Oh How The Times Go And Our Perspectives change
After spending a year in Australia when I was 20 I came home and had reverse culture shock. I though how could people just go to work everyday and do nothing while I did all this.
Tonight when I was foam rolling my back after dinner, I realized that if I came home from travelling today and had a conversation with myself, I would be that person who goes to work every day and doesn't travel. Sure I'm mountain biking and I've kayaked a bit but yup, that's me today.
The crazy part is I have no FOMO to be travelling right now. You know, Covid, it's just not in Vogue right now. The smartest thing I ever did when I was younger was do anything I felt compelled to do. In my early 20s I never imagined that I could ever feel like those 30 year olds that I saw, just chillen. I was so full of fire and erratic energy and I never tried to throttle it. Honestly, I put fire on the flames as often as I could.
These days I don't feel that way. It hurts a little more when I shoulder check on the road and I like a nice night in. Fuck, it makes me laugh to even write this, 21 year old Ryan would try to fight 30 year old Ryan. I would still win today but it wouldn't be because of a lack of heart on the part of 21 year old Ryan.

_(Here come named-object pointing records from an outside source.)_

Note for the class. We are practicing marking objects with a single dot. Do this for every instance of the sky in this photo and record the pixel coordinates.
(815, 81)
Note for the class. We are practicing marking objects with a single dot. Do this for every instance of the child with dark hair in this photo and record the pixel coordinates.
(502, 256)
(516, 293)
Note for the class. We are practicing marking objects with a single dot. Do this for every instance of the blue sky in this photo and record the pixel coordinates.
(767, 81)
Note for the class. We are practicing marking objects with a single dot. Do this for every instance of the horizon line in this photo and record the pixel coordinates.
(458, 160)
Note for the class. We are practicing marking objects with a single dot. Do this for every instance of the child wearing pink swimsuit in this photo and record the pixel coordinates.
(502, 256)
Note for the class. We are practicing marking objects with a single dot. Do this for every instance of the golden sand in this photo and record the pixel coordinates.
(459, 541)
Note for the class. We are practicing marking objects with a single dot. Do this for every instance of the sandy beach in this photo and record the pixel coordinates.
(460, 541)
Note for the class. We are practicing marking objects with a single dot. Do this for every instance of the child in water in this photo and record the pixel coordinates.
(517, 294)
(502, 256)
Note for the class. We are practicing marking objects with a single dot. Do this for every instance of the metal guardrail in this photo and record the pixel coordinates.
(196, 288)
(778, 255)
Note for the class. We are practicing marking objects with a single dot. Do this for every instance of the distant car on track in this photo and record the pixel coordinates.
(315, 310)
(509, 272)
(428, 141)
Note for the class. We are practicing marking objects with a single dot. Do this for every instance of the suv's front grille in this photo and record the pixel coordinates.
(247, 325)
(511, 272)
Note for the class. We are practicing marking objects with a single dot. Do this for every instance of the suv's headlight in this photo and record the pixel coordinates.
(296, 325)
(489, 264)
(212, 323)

That's the thing though, you will never feel like you do again right now, when you are 30, you won't feel like you did even when you were 26 and when you are 21 you cannot imagine being 26.
If there is something you want to do. Just go for it. Trust me, you won't feel that way about it forever. It's better to chase a desire until it turns cold then it is to never take the first step down that path.
On one hand, you choose the adventure, you stepped into the unknown, experienced things and grown and on the other hand you day dreamed and rationalized yourself into a lame life.
It's your choice, what will you choose?
At some point, you are going to feel to old and sore to even go for it. That is, unless you treat your body like a high performance machine and do regular maintenance on it. But that's another story and it's not on the minds of most 21 year olds, that's for sure but when you are 30 it's pretty top of mind.